I found this after a short google search URL="http://www.autoanything.com/brakes/75A5498A0A0.aspx"]http://www.autoanything.com/brakes/75A5498A0A0.aspx[/URL] but i figured i would rather get some input from real people who have actually done this before. Thanks in advance for the input.
I'm not a fan at all of those SSBC conversions. You can piece your own disc setup for a fraction of the cost and then you'll know what pads to get at the local parts store when you need new ones. Find a later model disc brake CJ Dana 30 and steal the parts from that.
On my '75 I used Dana 44 caliper stands and calipers with '78 CJ rotors. This method required machining the back side of the wheelbearing hubs to be flat for the rotor mounting as well as some grinding of the knuckles to allow the calipers to slide as the pads wore. It's easier just to use everythign from the knuckle out from a later CJ.
I used Chevy mounting brackets and calipers on both my Dana 30 and my Dana 44 with 1978 rotors from a cj. I had to make some spacers for the 44 and find some flexible lines as well as machine the rear hubs to fit the rotors. It really wasn't too bad; and all parts are over the counter.
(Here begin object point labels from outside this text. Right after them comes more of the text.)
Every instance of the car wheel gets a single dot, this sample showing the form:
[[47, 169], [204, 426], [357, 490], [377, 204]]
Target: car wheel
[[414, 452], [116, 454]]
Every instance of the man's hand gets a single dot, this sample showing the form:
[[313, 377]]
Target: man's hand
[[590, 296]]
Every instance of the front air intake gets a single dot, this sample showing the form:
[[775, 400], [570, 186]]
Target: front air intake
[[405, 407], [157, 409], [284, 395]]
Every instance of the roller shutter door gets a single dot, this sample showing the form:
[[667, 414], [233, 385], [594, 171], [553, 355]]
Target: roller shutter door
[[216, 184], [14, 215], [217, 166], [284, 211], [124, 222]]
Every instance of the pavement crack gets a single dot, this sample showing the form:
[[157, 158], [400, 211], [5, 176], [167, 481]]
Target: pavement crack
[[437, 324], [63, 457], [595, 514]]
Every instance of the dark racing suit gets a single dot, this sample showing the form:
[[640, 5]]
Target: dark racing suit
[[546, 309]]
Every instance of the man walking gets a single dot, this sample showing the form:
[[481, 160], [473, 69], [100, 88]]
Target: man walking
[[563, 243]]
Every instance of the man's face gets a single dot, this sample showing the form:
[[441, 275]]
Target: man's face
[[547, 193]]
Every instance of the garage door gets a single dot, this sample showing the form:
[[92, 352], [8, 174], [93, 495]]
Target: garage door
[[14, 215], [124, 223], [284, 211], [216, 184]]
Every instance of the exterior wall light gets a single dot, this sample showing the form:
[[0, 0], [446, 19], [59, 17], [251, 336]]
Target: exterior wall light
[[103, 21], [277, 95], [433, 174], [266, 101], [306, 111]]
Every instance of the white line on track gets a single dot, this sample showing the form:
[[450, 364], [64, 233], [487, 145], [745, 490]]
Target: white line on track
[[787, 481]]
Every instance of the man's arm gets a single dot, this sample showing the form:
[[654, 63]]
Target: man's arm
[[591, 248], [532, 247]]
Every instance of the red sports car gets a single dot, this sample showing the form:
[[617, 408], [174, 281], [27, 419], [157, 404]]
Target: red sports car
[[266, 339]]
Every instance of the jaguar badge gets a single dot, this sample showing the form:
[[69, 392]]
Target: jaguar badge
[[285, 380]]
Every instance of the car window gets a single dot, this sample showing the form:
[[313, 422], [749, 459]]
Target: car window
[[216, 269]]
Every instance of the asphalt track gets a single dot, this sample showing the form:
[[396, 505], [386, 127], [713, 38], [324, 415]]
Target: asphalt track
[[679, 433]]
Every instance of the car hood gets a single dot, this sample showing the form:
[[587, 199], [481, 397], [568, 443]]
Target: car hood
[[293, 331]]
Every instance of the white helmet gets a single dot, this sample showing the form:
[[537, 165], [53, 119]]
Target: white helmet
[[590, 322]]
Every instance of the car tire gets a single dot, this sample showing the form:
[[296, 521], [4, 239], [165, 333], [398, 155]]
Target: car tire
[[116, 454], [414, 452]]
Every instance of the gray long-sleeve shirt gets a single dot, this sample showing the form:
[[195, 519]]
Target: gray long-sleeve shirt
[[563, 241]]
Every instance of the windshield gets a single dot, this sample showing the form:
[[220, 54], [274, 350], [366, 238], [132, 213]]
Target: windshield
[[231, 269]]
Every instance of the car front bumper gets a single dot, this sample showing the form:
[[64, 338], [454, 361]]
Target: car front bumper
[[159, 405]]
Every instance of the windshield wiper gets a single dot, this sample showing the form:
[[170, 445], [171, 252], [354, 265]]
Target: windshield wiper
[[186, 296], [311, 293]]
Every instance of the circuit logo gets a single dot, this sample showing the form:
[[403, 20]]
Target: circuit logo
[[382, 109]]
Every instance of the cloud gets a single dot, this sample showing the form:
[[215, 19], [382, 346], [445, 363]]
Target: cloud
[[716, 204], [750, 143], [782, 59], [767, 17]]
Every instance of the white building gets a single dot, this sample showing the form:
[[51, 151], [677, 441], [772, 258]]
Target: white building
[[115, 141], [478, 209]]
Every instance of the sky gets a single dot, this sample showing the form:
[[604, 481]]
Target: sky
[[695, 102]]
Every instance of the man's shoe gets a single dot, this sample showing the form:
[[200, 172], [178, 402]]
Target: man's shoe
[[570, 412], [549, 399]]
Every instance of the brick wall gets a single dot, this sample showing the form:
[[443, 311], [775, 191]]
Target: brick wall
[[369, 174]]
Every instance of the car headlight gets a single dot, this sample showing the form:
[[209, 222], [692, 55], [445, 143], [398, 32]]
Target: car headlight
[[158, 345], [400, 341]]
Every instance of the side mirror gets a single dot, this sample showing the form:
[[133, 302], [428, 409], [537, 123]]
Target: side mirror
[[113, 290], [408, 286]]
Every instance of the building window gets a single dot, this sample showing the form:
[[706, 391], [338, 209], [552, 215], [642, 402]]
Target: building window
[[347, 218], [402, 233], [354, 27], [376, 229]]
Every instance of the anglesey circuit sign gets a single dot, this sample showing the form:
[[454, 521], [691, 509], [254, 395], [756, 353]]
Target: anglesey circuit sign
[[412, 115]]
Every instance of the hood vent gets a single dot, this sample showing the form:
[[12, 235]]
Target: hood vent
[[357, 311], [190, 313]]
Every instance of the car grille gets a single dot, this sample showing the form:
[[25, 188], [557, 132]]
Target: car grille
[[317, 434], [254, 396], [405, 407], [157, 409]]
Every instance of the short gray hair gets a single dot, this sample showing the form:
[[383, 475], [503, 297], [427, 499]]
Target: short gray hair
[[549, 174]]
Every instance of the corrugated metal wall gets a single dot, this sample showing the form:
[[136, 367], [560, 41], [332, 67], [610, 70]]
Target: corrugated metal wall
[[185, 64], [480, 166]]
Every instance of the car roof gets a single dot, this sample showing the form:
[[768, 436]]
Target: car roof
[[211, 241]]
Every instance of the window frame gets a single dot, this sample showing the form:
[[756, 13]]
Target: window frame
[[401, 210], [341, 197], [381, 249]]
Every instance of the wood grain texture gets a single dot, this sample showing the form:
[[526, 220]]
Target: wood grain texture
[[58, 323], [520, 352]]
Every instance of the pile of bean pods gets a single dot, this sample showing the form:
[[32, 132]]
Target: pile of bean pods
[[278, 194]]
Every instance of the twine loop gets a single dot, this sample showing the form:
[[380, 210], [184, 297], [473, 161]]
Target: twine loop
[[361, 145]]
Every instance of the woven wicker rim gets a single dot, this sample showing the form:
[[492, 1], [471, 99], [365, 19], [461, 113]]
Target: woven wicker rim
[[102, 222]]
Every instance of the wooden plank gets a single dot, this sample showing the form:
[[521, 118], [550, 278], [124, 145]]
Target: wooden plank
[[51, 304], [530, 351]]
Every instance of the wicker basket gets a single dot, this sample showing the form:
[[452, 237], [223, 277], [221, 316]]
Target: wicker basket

I found a Dana 30 axle and i plan on getting it this weekend as soon as a truck to go get it. (why dont i of all people have one) But my next question was if i had to do anything to the master cylinder since i will now be using disk in the front and drum in the back. I read on one site where it said i had to block the proportioning valve for the front, now disk brakes. Is this correct?
The prop. valve doesn't need to be touched. The braking bias remains the same whether the front brakes are drum or disc.
You do need to remove the residual pressure valve out of the front output of the master cylinder. This will be the port closest to the firewall. Remove the line going into it and inside you'll see the brass seat. Lightly screw a sheetmetal screw into the center hole just enough that it will grab the seat and pull it out when you pull on the screw. Behind that is a rubber piece and a spring. Remove both. Clean up the center hole on the seat that you removed so it's smooth and put it back in the master cylinder. Thread the hard line back in.
Brake drums require some pressure in the lines to keep the springs from retracting the shoes too far away from the drums. You don't want this pressure with discs as it will make your pads rub constantly against the rotors.